A Very Human And Touchy Bosnia Story

in 23rd Festival of European Cinema, Lecce

by Živa Emeršič

A Ballad (Balada, 2022) is the third long feature film by Bosnian director and scriptwriter Aida Begić. Her previous two films The Snow (Snijeg, 2008) and The Children of Sarajevo (Djeca, 2012) have won awards at Cannes Film Festival, in Critic’s Week and in Un Certain Regard. During the preparations of A Ballad Aida Begić made another long feature film Never Leave Me (Bırakma Beni, 2017) about the war in Syria.

A Ballad premiered at Sarajevo Film Festival last August and left the audience and the critics divided, probably due to its enigmatic and erratic visual style. Having in mind Begić’s contribution to two omnibuses Don’t Forget Istanbul (Unutma Beni İstanbul, 2010) and Bridges of Sarajevo (Les Ponts de Sarajevo, 2014) A Ballad is a substantial offset from Bosnian war, which was dominant in all her previous work. But that does not mean that this horrible experience does not mark the characters of A Ballad. It does: in the rigid frame of provincial and archaic values and rules helps to create a claustrophobic atmosphere of hopelessness.

The script is loosely inspired by the 17th century poem from Ottoman times, titled Hasanaginica, that tells the sad story of a woman forced to leave her husband’s castle without her children. She later dies of sadness and sorrow. This is where the basic dark tone of the film comes from.

Meri, portrayed by Begić’s favourite actress Marija Pikić, is a divorced, unemployed, young mother, who left her abusive husband after ten years of marriage in an instant impulse, and leaving behind her 8-year-old daughter. Starting a legal battle to rejoin with her child, she realises that her position is seriously weak because she has no job and finances of her own. Additionally, in the eyes of the society she is a dishonest divorcee who left her husband for no obvious reason. Her mother makes it clear to Meri that what she needs in this situation is a man to marry to gain back respect from society. But Meri has her own plan. She goes to an audition to become an actress. The conservative mentality of her social circle condemns Meri for leaving her husband and, even more, for her idea to earn money by acting. Everything seems to shut down on Meri and without light at the end of the tunnel. Begić begins the visual journey through parallel reality, embodied in film scenes, music flashes and fragments of Meri’s auditions. During this wild journey of imagination, dreams and reality, Meri meets a former schoolmate, a peroxide blonde with false nails and false lashes, a provincial personification of female liberation who turns out to be the only person to support Meri’s aim to become an actress. In the final part of the movie, one cannot distinguish fiction from reality, and the film from the film inside the film. This is a unique structure, mixing sequences from reality with alleged movie yet to be made. But Meri is ready to leave them instantly. Even the reality bits sometimes take a surreal form and the director exploits and uses it to the core.

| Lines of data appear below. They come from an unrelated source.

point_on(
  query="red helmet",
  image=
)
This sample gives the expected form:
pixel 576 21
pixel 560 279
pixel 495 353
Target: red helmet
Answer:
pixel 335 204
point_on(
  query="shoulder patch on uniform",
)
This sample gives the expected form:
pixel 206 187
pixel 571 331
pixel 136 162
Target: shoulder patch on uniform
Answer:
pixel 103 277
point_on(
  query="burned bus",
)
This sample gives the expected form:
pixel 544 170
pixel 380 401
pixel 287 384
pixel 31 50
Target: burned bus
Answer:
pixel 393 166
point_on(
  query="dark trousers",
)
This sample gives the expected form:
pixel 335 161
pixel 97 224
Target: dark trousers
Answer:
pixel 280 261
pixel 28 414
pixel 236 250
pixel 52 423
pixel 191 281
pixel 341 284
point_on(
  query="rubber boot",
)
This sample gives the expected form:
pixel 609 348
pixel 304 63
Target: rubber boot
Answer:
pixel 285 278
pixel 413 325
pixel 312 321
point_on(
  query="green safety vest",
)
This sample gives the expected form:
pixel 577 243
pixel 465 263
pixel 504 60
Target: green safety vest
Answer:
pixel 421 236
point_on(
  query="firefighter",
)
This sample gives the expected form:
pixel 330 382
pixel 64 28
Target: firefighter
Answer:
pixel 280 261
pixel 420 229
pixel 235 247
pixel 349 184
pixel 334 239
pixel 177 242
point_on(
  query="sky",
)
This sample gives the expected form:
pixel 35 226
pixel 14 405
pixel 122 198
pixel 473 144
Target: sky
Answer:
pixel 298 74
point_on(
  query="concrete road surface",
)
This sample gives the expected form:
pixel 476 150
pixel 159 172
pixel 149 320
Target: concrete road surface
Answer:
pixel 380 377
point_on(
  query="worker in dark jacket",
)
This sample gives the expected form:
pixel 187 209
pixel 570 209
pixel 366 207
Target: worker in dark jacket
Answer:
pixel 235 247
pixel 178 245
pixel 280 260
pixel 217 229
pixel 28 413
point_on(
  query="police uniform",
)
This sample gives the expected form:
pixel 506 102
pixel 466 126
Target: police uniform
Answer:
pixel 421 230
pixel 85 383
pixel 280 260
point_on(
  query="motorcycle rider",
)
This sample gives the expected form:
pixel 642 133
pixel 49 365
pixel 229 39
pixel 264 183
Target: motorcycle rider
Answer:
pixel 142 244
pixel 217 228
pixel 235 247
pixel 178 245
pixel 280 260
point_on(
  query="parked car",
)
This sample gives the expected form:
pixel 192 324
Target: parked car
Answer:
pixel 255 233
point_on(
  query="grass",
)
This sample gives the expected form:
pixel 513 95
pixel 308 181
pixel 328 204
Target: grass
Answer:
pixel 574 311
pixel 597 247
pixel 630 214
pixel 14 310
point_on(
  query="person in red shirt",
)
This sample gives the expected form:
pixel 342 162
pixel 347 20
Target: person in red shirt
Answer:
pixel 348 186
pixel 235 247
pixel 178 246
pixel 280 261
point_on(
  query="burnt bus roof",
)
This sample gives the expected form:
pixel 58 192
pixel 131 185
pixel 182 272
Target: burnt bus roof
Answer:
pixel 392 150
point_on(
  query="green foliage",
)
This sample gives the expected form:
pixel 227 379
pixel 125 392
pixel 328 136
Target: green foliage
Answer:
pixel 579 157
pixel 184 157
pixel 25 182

Begić does not try at all to convince a spectator that this wild dream is possible for Meri, giving on the other hand a very graphic scene of a marriage proposal by the same man who was supposed to be her saviour, and accepted by her dominant mother. What else can a young woman in this situation do, but to seek escape in the dreams? Jokić is captivating in a role and gives a great statement of life.

However open and undetermined the ending, Begić offers the tiny track of hope. Her heroine is a modern woman, who – unlike Hasanaginica three hundred years ago – is not ready to put her neck under the axe without fighting. The final scene shows the merry bride in a white gown cheerfully chatting with the child. Did she finally get her daughter? Everything is possible. Or maybe not yet in a deeply conservative Bosnian society, especially tough on women.

A Ballad is a solid work by the director established firmly in her own environment and internationally. The erratic, almost experimental visual style of the second part of the movie may not please the wider audience but the film is nevertheless convincing. Begić has become a director with recognisable manuscript. A Ballad is not a high-profile drama, but it is very human and touchy without being pathetic for a single moment.